Rockport is credited with popularizing walking as a healthy alternative to running. It invested heavily in design and spent lavishly on marketing to create a strong brand name and carve out a market niche. Rockport also invested in research into the biomechanics of walking to design its shoes.

Rockport's first product was the Country Walker, introduced in 1973. On the basis of the company’s subsequent RocSport shoe and those that followed, Bruce Katz is credited by the shoe industry monthly Footwear Plus with creating the "modern-day lightweight and technology-infused comfort shoe concept."

Rockport shoes of this period were designed as alternatives to athletic shoes, which were gaining in popularity as all-purpose footwear.

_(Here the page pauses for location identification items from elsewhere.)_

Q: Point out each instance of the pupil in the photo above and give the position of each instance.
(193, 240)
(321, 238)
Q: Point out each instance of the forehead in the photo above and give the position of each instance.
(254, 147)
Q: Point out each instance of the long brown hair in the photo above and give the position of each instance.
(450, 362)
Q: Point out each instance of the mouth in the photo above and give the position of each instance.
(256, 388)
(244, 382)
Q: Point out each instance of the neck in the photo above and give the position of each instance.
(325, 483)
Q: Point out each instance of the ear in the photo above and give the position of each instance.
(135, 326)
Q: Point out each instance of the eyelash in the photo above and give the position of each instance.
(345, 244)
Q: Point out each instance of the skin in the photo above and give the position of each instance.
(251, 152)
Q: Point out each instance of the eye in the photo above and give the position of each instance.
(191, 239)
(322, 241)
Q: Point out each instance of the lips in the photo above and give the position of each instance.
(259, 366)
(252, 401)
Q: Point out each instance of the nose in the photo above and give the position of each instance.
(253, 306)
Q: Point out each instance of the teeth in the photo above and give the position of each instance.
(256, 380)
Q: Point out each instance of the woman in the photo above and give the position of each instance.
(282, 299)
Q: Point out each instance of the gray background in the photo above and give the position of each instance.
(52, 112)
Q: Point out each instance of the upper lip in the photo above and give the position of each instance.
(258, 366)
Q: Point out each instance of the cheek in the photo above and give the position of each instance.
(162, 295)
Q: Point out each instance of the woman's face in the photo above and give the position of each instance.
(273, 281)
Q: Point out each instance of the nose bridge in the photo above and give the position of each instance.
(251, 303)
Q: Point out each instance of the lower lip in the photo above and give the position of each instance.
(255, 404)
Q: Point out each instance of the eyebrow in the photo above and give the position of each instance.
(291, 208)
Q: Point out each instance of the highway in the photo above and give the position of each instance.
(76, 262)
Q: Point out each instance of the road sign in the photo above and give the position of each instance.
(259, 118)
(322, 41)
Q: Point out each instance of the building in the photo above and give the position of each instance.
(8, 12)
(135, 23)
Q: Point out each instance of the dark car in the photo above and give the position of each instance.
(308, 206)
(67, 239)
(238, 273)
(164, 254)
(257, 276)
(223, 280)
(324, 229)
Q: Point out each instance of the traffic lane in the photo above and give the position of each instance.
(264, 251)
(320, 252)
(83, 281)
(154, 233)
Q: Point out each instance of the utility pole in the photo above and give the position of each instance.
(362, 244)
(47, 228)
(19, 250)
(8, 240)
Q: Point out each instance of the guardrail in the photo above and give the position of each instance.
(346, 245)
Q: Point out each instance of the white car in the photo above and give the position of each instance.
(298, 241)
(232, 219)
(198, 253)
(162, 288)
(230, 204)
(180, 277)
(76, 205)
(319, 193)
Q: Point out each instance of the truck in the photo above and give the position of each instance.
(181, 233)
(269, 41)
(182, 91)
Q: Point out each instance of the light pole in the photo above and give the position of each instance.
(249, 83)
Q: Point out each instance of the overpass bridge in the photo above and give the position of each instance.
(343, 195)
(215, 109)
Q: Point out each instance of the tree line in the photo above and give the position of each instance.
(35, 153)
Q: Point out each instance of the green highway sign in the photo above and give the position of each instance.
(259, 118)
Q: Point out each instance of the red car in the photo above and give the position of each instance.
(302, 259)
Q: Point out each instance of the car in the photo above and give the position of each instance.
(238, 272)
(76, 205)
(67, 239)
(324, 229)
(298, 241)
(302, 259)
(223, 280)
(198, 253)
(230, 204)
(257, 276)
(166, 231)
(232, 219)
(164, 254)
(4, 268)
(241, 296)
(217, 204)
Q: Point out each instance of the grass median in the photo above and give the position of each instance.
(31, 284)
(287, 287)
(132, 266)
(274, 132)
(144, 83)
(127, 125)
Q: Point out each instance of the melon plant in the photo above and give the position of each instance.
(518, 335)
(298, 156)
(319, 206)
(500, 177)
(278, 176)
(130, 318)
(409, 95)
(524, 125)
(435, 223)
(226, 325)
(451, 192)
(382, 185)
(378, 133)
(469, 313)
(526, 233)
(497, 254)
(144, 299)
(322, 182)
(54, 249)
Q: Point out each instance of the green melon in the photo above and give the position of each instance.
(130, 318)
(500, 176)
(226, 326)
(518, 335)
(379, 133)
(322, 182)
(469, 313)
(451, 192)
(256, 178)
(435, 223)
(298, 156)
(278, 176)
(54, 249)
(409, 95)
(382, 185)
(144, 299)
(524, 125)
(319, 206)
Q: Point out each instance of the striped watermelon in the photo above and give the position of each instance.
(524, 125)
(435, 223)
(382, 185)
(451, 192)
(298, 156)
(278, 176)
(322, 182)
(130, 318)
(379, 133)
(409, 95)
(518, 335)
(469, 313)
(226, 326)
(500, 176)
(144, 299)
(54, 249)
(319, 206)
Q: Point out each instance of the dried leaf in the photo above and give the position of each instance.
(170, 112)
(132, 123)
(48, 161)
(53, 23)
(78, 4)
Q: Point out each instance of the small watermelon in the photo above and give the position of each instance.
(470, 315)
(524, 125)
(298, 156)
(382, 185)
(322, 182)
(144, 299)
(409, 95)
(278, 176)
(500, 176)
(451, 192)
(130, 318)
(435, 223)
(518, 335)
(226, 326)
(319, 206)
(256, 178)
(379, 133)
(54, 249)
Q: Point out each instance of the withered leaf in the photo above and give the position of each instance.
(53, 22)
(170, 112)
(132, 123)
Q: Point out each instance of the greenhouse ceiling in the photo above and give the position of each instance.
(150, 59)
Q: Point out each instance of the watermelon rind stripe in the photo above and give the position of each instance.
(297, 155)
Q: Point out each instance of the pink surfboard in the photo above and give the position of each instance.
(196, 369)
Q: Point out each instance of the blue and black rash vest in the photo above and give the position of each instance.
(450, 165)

Rockport focused on designing shoes that more closely resembled traditional styles, but sought to incorporate the lightness and comfort of running shoes. This development effort made the RocSport "perhaps the first real 'high technology shoe'", according to James A. Phills, Jr., who teaches at the Stanford Graduate School of Business and Apple University, Apple Inc.'s in-house business management school.

In 1984, Rockport sponsored an 11,600-mile walk across the country and traversing every state to promote walking as a popular form of exercise. Company-sponsored walkers participating in “Walk for the Health of It” included Robert Sweetgall, whose books helped popularize walking for exercise. Sweetgall and the other walkers wore Rockport shoes and their trek was documented in a film, Walk America! Largely as a result of the company’s promotional activities, Rockport shoes became closely associated with walking.